Joy Garden, a Korean restaurant located at 5605 Tieton Drive in Yakima, is often passed by without notice. Without an overly obvious sign, and in a commercial complex where it is not expected to have a place to dine, it’s no wonder that many people do not know of Joy Garden.
But you should.
Upon entering Joy Garden, it is unusually quiet. You are greeted with the front counter, which gives patrons a clear, open view of the kitchen behind it. The walls have photos of some of the food they serve. Overall, the seating area is cleanly, but a bit sparse of atmosphere.
Something I found really fantastic was the small menu. It is one page, front and back, including appetizers and drinks. Having a small menu takes away the stress of deciding what to eat. After ordering, it took only 10 minutes for the food to come out.
The service for this particular visit was average. Over the course of the meal, my dining partner and I were only checked on once. When in need of a refill, we had to call over the waiter, even though there was only one other couple to wait on. However, I have visited Joy Garden another time and found that the staff is the friendliest that I’ve seen in quite a long time.
Personally, I am not a huge fan of spicy food. For all of you just like me, you will change your mind after eating here.
First, we ordered a plate of Kim Bap, which is what the restaurant calls its Korean sushi. A lot of people think that sushi can only be raw fish, but don’t be frightened by that misconception. This is a sushi roll with cooked beef and vegetables.
I also ordered Cham Pong, a soup consisting of homemade Korean noodles, shrimp, octopus and mussels in a red, hot broth. When the bowl came out I was instantly mesmerized by the smell that was wafting over to me. The steam was a cloud of spice that made my nose run. My first thought was that I would have to be very hungry to be able to tackle this bowl on my own. Without even asking, though, they had already brought out a ladle and two smaller bowls so my dinner partner and I could share the bowl of soup.

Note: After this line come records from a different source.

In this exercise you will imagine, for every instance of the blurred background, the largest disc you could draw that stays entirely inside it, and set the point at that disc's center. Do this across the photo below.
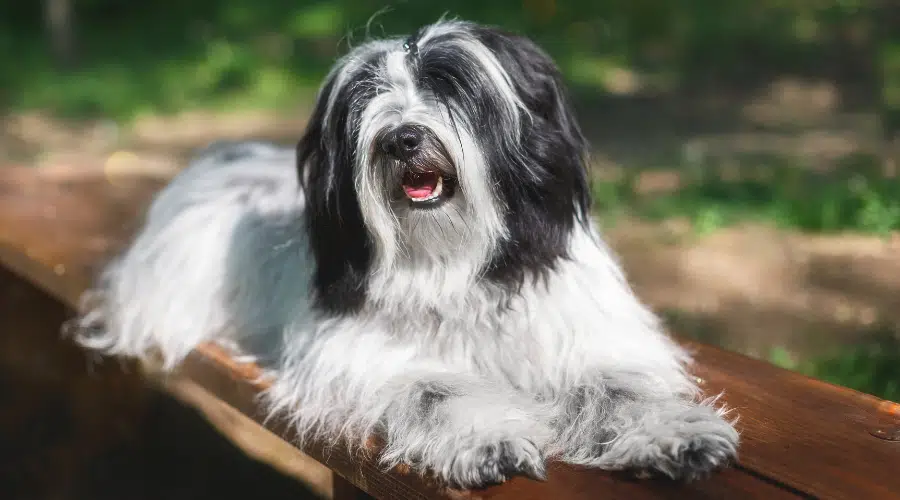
(744, 166)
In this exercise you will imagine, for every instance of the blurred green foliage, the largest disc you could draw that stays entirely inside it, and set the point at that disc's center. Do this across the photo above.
(872, 366)
(855, 195)
(173, 55)
(170, 55)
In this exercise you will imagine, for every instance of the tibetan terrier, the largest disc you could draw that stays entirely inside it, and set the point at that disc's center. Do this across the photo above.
(422, 268)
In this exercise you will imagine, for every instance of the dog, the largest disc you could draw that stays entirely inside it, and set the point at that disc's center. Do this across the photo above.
(423, 268)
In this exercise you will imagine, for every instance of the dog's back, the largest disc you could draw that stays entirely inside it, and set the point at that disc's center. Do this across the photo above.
(225, 233)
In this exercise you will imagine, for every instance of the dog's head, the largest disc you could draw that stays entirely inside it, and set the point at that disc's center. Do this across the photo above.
(455, 147)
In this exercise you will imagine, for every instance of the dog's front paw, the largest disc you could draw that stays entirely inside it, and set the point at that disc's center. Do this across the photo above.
(486, 464)
(689, 445)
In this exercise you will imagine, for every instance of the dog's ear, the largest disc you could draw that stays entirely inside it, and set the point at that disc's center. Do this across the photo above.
(546, 204)
(539, 85)
(338, 239)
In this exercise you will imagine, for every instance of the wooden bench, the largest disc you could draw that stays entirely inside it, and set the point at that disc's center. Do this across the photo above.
(800, 437)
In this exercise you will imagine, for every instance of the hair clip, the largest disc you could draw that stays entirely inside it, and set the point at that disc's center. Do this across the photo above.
(411, 47)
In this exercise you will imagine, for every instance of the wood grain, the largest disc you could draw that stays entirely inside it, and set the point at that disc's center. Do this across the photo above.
(800, 437)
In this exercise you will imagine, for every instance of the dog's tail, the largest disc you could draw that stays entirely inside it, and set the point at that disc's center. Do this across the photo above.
(218, 245)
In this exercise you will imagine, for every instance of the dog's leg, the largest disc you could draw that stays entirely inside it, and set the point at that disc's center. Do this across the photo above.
(621, 423)
(468, 432)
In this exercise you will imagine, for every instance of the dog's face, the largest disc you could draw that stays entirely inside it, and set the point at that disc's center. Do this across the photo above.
(453, 147)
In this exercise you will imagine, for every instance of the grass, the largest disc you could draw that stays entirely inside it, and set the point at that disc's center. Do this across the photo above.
(856, 195)
(872, 367)
(169, 56)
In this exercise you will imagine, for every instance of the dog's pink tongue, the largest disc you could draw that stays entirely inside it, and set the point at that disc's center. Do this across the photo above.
(418, 192)
(419, 185)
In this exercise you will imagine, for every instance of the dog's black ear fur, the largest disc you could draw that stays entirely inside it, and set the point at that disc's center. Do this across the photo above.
(542, 179)
(340, 244)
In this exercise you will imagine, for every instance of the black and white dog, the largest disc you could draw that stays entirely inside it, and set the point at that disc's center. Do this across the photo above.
(423, 268)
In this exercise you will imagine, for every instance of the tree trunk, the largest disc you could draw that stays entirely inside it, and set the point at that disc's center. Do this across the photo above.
(59, 21)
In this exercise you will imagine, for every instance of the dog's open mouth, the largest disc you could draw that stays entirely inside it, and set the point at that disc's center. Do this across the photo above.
(424, 188)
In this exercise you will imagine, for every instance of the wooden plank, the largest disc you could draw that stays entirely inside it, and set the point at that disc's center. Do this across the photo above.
(55, 230)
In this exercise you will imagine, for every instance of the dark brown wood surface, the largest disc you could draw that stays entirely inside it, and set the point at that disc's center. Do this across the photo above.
(800, 437)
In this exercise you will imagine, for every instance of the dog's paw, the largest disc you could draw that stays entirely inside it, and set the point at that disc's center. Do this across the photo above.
(689, 446)
(487, 464)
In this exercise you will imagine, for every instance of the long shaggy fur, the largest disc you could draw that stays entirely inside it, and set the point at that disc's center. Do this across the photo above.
(478, 337)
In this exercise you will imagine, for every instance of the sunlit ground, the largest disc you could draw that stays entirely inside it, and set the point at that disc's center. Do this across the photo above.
(739, 164)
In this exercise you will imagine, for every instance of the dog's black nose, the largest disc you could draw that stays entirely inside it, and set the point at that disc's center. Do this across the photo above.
(402, 142)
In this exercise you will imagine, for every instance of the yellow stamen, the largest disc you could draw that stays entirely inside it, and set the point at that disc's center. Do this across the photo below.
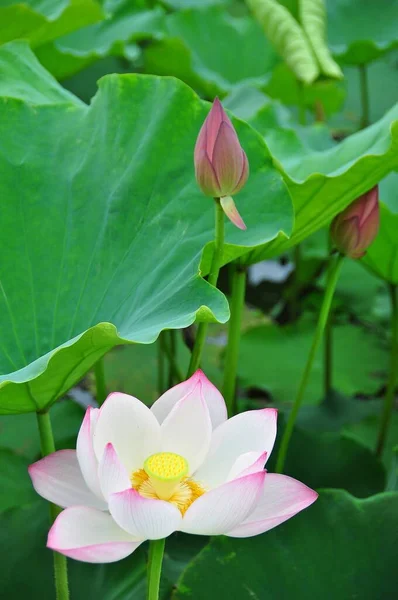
(166, 476)
(165, 471)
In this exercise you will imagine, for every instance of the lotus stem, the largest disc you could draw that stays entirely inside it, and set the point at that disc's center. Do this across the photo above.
(390, 391)
(60, 565)
(212, 279)
(156, 551)
(322, 320)
(99, 373)
(234, 332)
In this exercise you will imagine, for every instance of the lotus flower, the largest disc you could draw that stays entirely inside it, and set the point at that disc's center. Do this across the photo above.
(221, 166)
(354, 229)
(141, 473)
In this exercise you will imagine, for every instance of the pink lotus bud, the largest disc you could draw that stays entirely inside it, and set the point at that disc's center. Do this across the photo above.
(221, 166)
(354, 229)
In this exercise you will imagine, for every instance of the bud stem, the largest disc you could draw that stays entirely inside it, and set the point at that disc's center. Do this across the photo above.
(389, 397)
(231, 356)
(322, 320)
(212, 279)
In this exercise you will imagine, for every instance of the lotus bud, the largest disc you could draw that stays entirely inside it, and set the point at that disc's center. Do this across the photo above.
(221, 166)
(354, 229)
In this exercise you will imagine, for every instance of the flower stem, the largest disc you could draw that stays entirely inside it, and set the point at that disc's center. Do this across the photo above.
(389, 397)
(160, 343)
(363, 84)
(231, 356)
(172, 358)
(156, 551)
(99, 373)
(60, 566)
(323, 317)
(212, 279)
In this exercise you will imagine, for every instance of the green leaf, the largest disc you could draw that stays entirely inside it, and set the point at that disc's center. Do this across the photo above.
(282, 29)
(361, 32)
(322, 184)
(15, 482)
(367, 431)
(382, 256)
(22, 78)
(105, 227)
(331, 460)
(41, 21)
(339, 547)
(19, 432)
(115, 36)
(211, 51)
(273, 358)
(312, 16)
(335, 412)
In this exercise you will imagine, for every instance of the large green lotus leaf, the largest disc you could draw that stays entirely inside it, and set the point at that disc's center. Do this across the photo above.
(211, 51)
(338, 548)
(382, 256)
(331, 460)
(105, 226)
(40, 21)
(18, 433)
(361, 31)
(115, 36)
(24, 78)
(273, 358)
(324, 183)
(367, 432)
(381, 75)
(282, 85)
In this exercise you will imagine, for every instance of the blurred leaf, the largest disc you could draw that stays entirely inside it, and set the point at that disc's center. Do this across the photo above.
(211, 51)
(331, 460)
(41, 21)
(339, 547)
(273, 358)
(122, 238)
(360, 32)
(335, 412)
(15, 484)
(367, 431)
(323, 183)
(382, 256)
(285, 33)
(19, 432)
(115, 36)
(312, 16)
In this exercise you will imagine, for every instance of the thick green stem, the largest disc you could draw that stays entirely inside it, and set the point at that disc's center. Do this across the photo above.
(364, 91)
(295, 287)
(328, 337)
(212, 279)
(392, 380)
(60, 566)
(301, 106)
(328, 358)
(170, 350)
(156, 551)
(161, 364)
(100, 385)
(172, 358)
(323, 317)
(231, 356)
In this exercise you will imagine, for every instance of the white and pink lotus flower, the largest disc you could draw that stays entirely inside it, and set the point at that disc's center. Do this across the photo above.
(141, 473)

All of Joy Garden’s entrées come with three sides that the whole table can share: kimchi, sliced daikon radishes and cucumber. Kimchi can also be spicy, but out of all the kimchi I have tried this one is my favorite. While there is a small kick to it, it is not overwhelming. The daikon radishes are simply sliced. My favorite side was the cucumber. It is soaked in a sauce that is very tangy and sweet, but if eaten with some of the topping that is left it is also very spicy. So you have a choice on whether you want spicy or sweet and tangy. Without the sides, I most likely would have been struggling to eat such a spicy meal. But the sides evened out the spiciness of my soup perfectly.
When I first looked at the menu, I thought some of the meals might be a little expensive based on their description.
After ordering my meal, though, I realized that the prices were very reasonable.
You are given a large amount of food, and the price is small in comparison. On this visit I spent $20 for a dinner for two, including drinks.
I highly recommend going to Joy Garden to dine. It is a great experience to eat here and you will leave feeling content with your meal.
• Lindsay Schwehr is a sophomore at Eisenhower High School and a member of Yakima Herald-Republic’s Unleashed journalism program for high school students.